Figure. Time (minutes, media; 95% Cl) of apnea to reach lowest recorded SpO2 was not significantly different in patients who had 30 N of cricoid pressure held compared with sham treatment patients.
“Prior reports showed cardiovascular activation using 40-N cricoid pressure,” Dr. Lenart said. “It is possible that excess pressure may cause more sympathetic response than the recommended 30-N cricoid pressure.”
Benefits in Doubt
While the results may indicate a lack of cardiovascular activation at 30 N, Dr. Lenart is unconvinced of the benefits of cricoid pressure in the first place. CT scans of people receiving cricoid pressure have shown that it often doesn’t compress the esophagus, he said, but, in fact, may make it more patent.

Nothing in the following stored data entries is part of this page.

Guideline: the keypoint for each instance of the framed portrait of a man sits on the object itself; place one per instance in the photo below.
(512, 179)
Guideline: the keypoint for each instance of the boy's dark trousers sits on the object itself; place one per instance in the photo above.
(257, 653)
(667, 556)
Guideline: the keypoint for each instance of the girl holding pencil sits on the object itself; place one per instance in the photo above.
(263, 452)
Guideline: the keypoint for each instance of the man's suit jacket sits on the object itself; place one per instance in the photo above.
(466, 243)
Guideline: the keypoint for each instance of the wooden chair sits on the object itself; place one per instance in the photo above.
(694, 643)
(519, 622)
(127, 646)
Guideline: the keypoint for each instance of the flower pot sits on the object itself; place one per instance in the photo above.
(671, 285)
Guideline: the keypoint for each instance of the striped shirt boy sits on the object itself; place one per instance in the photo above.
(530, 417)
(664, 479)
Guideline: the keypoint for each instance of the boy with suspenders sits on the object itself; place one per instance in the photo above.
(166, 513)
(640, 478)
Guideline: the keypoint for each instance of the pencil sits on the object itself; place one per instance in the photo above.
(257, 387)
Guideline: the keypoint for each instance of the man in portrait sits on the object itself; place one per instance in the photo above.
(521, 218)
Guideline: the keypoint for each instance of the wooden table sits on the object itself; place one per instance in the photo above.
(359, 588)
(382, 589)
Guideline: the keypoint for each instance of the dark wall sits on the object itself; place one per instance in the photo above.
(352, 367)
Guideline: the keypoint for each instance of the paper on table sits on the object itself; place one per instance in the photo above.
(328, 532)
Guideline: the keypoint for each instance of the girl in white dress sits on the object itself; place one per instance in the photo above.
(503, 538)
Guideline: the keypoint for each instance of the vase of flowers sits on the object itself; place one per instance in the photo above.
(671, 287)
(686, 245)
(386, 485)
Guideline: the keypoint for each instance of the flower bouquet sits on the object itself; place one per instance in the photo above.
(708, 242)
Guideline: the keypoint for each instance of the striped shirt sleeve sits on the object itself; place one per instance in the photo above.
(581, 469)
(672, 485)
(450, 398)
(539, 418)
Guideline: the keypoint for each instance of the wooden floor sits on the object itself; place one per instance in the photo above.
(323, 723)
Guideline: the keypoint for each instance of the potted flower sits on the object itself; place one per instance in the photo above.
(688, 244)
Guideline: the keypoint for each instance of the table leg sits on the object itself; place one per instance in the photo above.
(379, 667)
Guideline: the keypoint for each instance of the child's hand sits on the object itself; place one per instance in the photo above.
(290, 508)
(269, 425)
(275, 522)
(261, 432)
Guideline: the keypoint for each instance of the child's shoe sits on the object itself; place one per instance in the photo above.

“Various studies throughout the years have called into question whether we should even be doing cricoid pressure,” Dr. Lenart observed. “But anesthesiologists have been doing it for such a long time that it’s hard to get anyone to even think about changing practice.”
Given its ambiguous benefits, had cricoid pressure been shown to increase oxygen consumption, certain patient populations might have been excluded.
“If this study had demonstrated that cricoid pressure actually increases oxygen consumption,” he explained, “then perhaps anesthesiologists wouldn’t use it in patients with bad heart disease because it could cause a sympathetic response that would stress the heart.
“But, based on our study, it doesn’t seem to make any difference one way or the other,” he concluded.